Corinne explaining to Tim how the tsunami affected Penang - 36 people died here.


On to the two most famous Buddhas in Penang - a 90' reclining Buddha and an equally long/tall upright one.


Interestingly, this is a Thai temple - on ground owned by Thailand - in the middle of Penang, Malaysia.

The splendor and bling of this temple is amazing.  These dragons out front are made of mosaic glass, each piece painstakingly hand-set.



And right across the street is the Burmese Temple and Buddha - 90 feet tall.  This too on land that belongs to Myanmar right in the middle of Penang.


Just one of the many structures on the Burmese temple grounds.


So we've been wondering about Buddha's earlobes - every single Buddha statue has these super elongated earlobes (even the ones we saw in the museum in Phnon Penh and those are very, very old).  Check out the earlobes in all my photos.

No one has been able to explain this to us so we asked Corinne, our guide.  She tells us that the 'perfect' Buddha has 88 physical characteristics, including the elongated earlobes and fingers and toes that are even, namely not graduated in length.  She didn't remember any of the other 80 some odd so we looked it up when we got home - couldn't find any reference so we're still curious about those earlobes . . .

After Buddhas, it's off to the Penang Botanical Gardens, a lovely, green spot about 20" out of the city.    We take a quick tram ride and see a most bizarre tree - the bomb tree.
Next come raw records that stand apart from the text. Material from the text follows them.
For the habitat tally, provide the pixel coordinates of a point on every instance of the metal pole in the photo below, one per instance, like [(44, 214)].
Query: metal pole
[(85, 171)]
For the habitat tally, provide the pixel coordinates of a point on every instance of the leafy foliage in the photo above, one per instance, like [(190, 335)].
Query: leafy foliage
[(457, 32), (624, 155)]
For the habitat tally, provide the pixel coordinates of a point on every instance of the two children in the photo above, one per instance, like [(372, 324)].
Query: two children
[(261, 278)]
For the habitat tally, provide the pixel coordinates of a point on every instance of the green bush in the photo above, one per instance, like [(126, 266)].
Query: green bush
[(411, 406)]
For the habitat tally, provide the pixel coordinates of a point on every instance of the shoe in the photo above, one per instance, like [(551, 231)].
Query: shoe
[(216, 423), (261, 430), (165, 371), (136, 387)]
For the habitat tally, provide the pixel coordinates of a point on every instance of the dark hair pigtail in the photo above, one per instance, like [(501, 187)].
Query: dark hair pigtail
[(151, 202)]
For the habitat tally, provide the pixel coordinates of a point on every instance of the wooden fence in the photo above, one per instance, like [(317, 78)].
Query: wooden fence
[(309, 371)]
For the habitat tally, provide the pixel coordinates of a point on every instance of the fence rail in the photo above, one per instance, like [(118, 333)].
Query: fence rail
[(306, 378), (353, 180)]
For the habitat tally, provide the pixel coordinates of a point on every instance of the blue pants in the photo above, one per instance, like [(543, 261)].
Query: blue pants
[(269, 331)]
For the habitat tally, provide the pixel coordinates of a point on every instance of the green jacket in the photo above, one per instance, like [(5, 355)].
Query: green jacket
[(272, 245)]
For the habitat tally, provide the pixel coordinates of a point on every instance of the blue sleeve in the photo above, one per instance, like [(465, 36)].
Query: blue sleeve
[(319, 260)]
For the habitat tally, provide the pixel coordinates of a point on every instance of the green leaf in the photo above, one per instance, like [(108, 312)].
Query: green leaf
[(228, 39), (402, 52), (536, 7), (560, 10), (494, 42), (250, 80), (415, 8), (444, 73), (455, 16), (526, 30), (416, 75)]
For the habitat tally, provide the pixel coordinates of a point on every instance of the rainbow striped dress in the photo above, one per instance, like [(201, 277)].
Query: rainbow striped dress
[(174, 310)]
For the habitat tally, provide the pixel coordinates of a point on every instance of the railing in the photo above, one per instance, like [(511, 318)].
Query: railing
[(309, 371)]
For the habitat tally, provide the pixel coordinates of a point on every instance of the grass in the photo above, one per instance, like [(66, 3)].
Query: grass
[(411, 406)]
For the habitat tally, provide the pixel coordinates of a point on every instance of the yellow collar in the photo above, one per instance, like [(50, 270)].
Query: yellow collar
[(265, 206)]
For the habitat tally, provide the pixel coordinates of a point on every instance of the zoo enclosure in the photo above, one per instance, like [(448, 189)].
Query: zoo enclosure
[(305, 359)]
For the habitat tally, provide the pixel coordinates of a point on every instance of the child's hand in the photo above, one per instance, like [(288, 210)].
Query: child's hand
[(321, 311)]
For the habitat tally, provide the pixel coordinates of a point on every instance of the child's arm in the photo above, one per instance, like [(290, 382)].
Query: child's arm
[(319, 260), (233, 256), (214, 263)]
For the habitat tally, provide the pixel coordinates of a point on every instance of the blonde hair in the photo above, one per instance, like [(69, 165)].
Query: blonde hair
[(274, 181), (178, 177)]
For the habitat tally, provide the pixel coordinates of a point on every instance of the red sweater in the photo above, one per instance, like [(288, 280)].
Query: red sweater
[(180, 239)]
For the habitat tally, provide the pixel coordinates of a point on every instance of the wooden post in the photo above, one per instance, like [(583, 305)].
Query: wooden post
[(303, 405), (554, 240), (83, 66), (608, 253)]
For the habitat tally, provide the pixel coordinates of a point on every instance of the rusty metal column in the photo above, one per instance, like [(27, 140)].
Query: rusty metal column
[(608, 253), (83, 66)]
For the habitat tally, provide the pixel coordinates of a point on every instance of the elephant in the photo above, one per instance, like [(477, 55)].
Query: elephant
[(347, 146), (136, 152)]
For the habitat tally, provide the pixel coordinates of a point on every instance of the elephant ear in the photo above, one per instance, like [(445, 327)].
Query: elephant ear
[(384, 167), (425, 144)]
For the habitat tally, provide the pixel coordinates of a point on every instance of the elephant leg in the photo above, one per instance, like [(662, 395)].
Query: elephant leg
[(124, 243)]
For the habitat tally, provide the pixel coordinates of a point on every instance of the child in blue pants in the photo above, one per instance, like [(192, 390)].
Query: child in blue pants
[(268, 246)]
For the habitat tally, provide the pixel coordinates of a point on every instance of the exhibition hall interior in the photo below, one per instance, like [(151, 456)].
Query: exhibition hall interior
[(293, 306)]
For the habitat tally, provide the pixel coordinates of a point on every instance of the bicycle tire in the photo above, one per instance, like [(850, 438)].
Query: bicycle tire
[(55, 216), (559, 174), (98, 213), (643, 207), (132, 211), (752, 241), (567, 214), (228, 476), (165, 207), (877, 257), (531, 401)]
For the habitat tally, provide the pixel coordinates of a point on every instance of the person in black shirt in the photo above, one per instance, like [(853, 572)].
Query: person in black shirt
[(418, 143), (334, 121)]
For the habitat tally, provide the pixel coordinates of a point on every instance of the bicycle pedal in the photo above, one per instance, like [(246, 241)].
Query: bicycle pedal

It has branches growing from low down on the trunk and the fruit(?) is encased in a coconut shaped thing that looks like a bomb.
Most bizarre.

Monkeys along the way . . . they always look like worried old men to me.

A view of the field of the Gardens . . .


And last stop on the tour, the 'Local Products Emporium' where we watch bakers making some sort of Chinese delicacy (?) that's about the size and shape of a golf ball.  Even after sampling, we can't decide if it's a sweet or a savory.  Can't resist a couple of  purchases including some sort of fried/salted fish chip, the Chinese biscuits, and jelly fish chips . . .

A lot of excitement for these two kids for one day . . . tomorrow, the Butterfly Farm and our first foray on Penang's public transit.